Richard Taylor (1919-2003), philosophy professor at Brown and Rochester, says that we should make an effort, day-after-day, to live our lives in the most creative way possible. Once you go to a restaurant, don’t comply with the menu. Don’t assent to being a remote-controlled slave of whoever wrote that blasted factor. Select your personal meals, and demand that or not it’s delivered to you. If this doesn’t work, order two dishes along with a pal and blend them up on the desk. Once you go for a vacation, don’t take the 5-countries-in-7-days package deal, photo-op on the pyramids included. Be taught the language, get a map, and do your personal travelling.

This has nothing to do with comfort however every thing with being, and defending, what is basically human: our freedom, our autonomy, the divine spark that was entrusted to us once we emerged on this planet as the one beings that might actually select the right way to stay their very own lives.

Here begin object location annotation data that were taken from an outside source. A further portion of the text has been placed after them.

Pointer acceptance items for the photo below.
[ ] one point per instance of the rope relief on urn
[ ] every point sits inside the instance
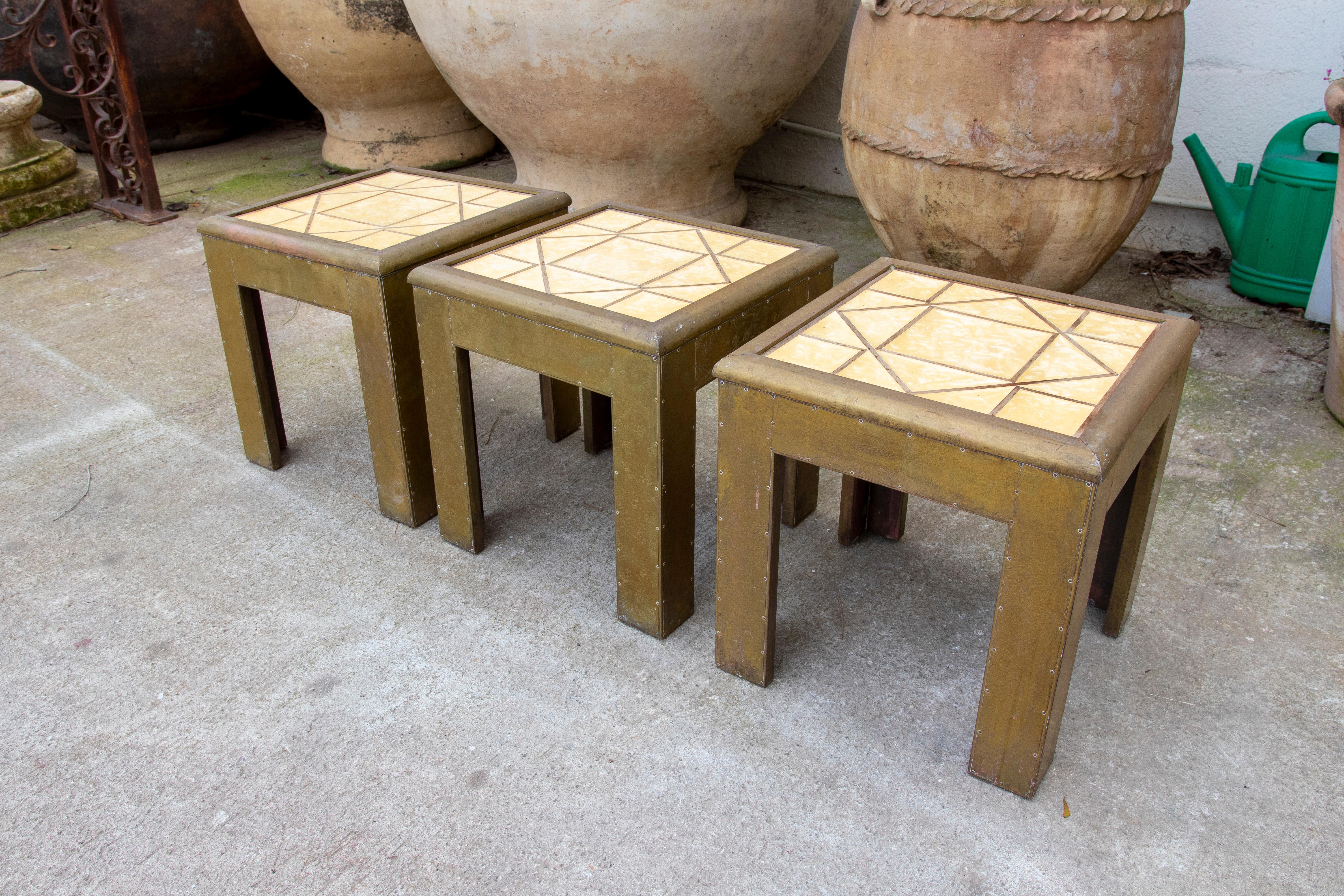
(1011, 11)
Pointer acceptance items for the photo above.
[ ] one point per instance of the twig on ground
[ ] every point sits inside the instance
(842, 610)
(88, 485)
(1268, 518)
(1173, 699)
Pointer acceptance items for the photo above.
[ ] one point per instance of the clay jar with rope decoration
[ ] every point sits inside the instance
(1013, 140)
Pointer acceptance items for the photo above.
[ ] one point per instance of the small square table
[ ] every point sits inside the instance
(1046, 412)
(349, 246)
(635, 308)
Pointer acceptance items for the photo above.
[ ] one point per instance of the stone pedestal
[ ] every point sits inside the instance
(38, 178)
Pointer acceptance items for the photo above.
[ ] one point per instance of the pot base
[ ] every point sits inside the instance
(437, 152)
(730, 210)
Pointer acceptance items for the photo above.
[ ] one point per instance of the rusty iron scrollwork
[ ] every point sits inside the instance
(100, 78)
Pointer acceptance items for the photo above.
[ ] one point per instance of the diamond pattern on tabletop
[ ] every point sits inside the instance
(1021, 359)
(384, 210)
(634, 265)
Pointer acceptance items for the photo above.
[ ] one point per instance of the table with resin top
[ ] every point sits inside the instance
(349, 246)
(1049, 413)
(635, 308)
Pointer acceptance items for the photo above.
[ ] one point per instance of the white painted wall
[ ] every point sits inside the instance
(1252, 66)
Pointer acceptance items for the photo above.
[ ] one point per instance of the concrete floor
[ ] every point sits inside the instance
(222, 680)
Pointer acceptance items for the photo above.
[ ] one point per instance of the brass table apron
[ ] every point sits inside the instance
(1079, 506)
(349, 246)
(643, 373)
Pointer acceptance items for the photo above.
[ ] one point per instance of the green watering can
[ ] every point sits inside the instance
(1276, 228)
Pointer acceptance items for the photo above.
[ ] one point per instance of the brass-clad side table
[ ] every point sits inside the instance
(1045, 412)
(634, 307)
(349, 246)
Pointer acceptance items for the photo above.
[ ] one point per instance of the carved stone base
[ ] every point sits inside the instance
(67, 197)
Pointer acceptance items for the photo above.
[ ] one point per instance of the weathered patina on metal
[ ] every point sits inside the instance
(247, 258)
(103, 82)
(639, 382)
(1079, 507)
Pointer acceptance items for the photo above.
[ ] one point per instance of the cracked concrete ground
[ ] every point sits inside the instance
(220, 679)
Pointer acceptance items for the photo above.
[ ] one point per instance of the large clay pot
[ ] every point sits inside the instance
(648, 103)
(196, 62)
(1013, 140)
(364, 66)
(1335, 366)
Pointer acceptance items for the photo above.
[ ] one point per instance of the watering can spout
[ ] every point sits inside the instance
(1229, 201)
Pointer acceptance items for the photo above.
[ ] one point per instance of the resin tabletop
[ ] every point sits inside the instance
(1018, 358)
(631, 264)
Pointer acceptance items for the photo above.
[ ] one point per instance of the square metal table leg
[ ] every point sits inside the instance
(868, 507)
(386, 346)
(452, 431)
(748, 549)
(800, 491)
(1126, 535)
(597, 422)
(654, 468)
(1042, 602)
(243, 327)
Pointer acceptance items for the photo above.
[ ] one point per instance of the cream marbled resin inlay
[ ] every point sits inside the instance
(1030, 361)
(639, 267)
(385, 210)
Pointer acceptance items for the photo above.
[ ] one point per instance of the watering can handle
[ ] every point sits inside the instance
(1290, 139)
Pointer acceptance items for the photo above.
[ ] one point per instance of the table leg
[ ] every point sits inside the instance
(388, 349)
(868, 507)
(1038, 618)
(597, 421)
(799, 496)
(654, 464)
(748, 550)
(243, 327)
(452, 428)
(560, 408)
(1146, 483)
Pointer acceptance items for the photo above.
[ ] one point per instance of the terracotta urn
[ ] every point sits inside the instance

It’s a ethical obligation to honour one’s humanity.

And so, sure, that restaurant the place I can stroll into the kitchen and put my very own dishes collectively – it does have one thing to do with philosophy in spite of everything. Consuming is rarely simply consuming, and finding out is rarely simply finding out. With each alternative we make, we create a unique world for ourselves and our kids: Both one which respects our humanity, or one which seeks to abolish it.

It’s our alternative, nonetheless.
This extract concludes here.